Evan Osnos’ recent article in the New Yorker presents the most nuanced rendering of present-day China. A panel speaker in a conference I’ve attended said that China is so complex two people could say two entirely different things about China, and they could both be entirely right. The views, sentiments and philosophies of the middle-class Chinese youth, the primary gatekeeper of China’s future, is well represented in the Osnos article. From where I sit, I see a cross-strain of Western ideologies and inherently Chinese values, like nationalism, pervading the post-Tiananmen generation. Chinese Publisher Li Datong states in the article that the Chinese “young conservatives” (described by Osnos as “neocon nationalists”) possess a conservatism “distinct from a status-quo conservatism, because they are not satisfied with a country that has only a status-quo and not a principle.”
The article is also written very well. You have to allot a bit of time though as typical of NewYorker articles, the report sprawls to a breadth of 6,000 plus words. The stacatto tone of the ending paragraph, with sterling economic use of short sentences, is pure awesomeness.
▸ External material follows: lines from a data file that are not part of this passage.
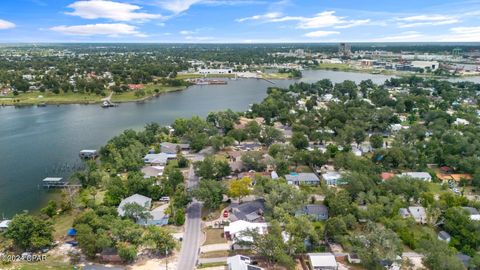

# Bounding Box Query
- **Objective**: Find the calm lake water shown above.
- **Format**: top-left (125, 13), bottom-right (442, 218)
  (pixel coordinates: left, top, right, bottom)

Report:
top-left (0, 71), bottom-right (476, 219)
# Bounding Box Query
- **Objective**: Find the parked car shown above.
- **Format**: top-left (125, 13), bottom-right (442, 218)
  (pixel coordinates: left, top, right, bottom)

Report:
top-left (160, 196), bottom-right (170, 202)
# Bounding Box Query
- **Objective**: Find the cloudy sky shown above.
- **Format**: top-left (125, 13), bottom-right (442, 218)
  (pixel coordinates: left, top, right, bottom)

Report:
top-left (0, 0), bottom-right (480, 43)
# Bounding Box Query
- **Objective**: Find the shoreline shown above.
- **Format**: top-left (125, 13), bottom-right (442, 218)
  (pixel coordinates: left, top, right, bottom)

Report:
top-left (0, 86), bottom-right (189, 108)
Short sentences is the shit y’all!
Sinologist Orville Schell, in a recent Newsweek cover article, states
While honest criticisms should not be muted just because Chinese leaders find them grating, we foreigners should be mindful of this complex psychological landscape. In reacting to contemporary events, we tend to forget just how deeply implicated we are in how China came to experience and view the modern world. This long relationship has created a still rather unyielding tension as each country interacts with the other. Despite the fact that China has gotten closer than ever to escaping from this past, it’s important to understand that its leaders and people are still susceptible to older ways of responding to the world around them. Now is not the time to provoke them further and impede their progress toward a new, more equal and self-assured sense of nationhood.